Last night, I had a dream. In the dream I was driving down the road when I suddenly encountered water streaming across the surface. For some reason, I kept right on driving through, heedless to the danger.
I felt my car slip to the right and head off the road into the raging water. The car went down, down, down below the surface; yet, I did not feel fear. Instead, I was remarkable calm. It was at that point that I awakened.
I puzzled about the dream- Why did I head straight on into the water rather than turning around, as I have been taught? Why was I so calm in the midst of danger?
Then, this afternoon, it all became clear.....
I was sitting at home reading some devotionals from my iPhone, when these verses popped out at me:
Isaiah 43: 1-2
“Do not fear, for I have redeemed you;
I have summoned you by name; you are mine.
When you pass through the waters,
I will be with you; and when you pass through the rivers,
they will not sweep over you.
When you walk through the fire, you will not be burned;
the flames will not set you ablaze.
WOW! I felt like I had been shoved with an elbow in the ribs. This was so much like my dream. With further reading, I saw that the devotional was referring to fear and how it can overwhelm us, but for me, the verses held a different meaning.
This summer I have felt extremely overwhelmed. My father has been ill and has 2 different surgical procedures, my husband has been experiencing heart issues and has been undergoing several tests, and my son is experiencing some "about to enter adulthood" stress and indecision which has caused him to experience high blood pressure. Through it all, I have been trying to be the stalwart, the one who is there for everyone, to the point that I have ignored my own health issues. . At times I have felt like I was there, all alone, trying to be all and do all. This was my own personal flood..... my own raging waters.
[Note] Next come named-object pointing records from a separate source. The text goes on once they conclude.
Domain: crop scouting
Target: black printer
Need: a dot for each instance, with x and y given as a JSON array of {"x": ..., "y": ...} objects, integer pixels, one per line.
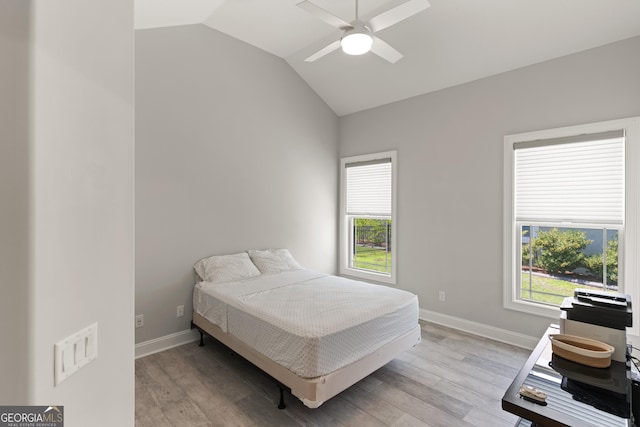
[{"x": 608, "y": 309}]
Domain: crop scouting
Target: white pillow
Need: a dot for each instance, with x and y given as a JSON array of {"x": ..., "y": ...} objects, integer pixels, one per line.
[
  {"x": 226, "y": 268},
  {"x": 273, "y": 261}
]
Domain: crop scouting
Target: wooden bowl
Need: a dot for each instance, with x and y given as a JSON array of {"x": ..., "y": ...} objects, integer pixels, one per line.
[{"x": 582, "y": 350}]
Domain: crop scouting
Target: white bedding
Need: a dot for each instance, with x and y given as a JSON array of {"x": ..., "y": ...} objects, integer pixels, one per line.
[{"x": 309, "y": 322}]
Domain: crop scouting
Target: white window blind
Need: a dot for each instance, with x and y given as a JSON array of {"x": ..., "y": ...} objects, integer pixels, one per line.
[
  {"x": 573, "y": 179},
  {"x": 369, "y": 188}
]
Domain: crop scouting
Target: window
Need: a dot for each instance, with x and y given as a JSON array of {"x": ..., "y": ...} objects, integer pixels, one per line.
[
  {"x": 570, "y": 213},
  {"x": 367, "y": 223}
]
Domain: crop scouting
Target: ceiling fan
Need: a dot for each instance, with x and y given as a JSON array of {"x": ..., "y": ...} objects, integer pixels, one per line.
[{"x": 358, "y": 36}]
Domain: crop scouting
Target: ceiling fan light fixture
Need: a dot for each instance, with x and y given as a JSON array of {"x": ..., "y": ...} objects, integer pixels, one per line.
[{"x": 356, "y": 42}]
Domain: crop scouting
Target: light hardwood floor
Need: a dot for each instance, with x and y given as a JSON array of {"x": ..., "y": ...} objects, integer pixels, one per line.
[{"x": 450, "y": 379}]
Yet, here was God, telling me that he IS here with me. No matter how hard life gets, no matter how high the flood of stress gets, he IS there with me to help me through. I am NOT alone! I have no reason to fear. I am HIS and he will be there. I simply need to remember that and lean on him for strength and support.
Lord, please help me to remember to call on you when times get rough and I feel the floods of life's stresses pouring in on me. Help me to remember that I am not alone and that you will always be there for me. I am your child and you will be my life-vest when the storms begin to rage. As much as the stress weighs on me, you will keep my boat afloat on the waters of life.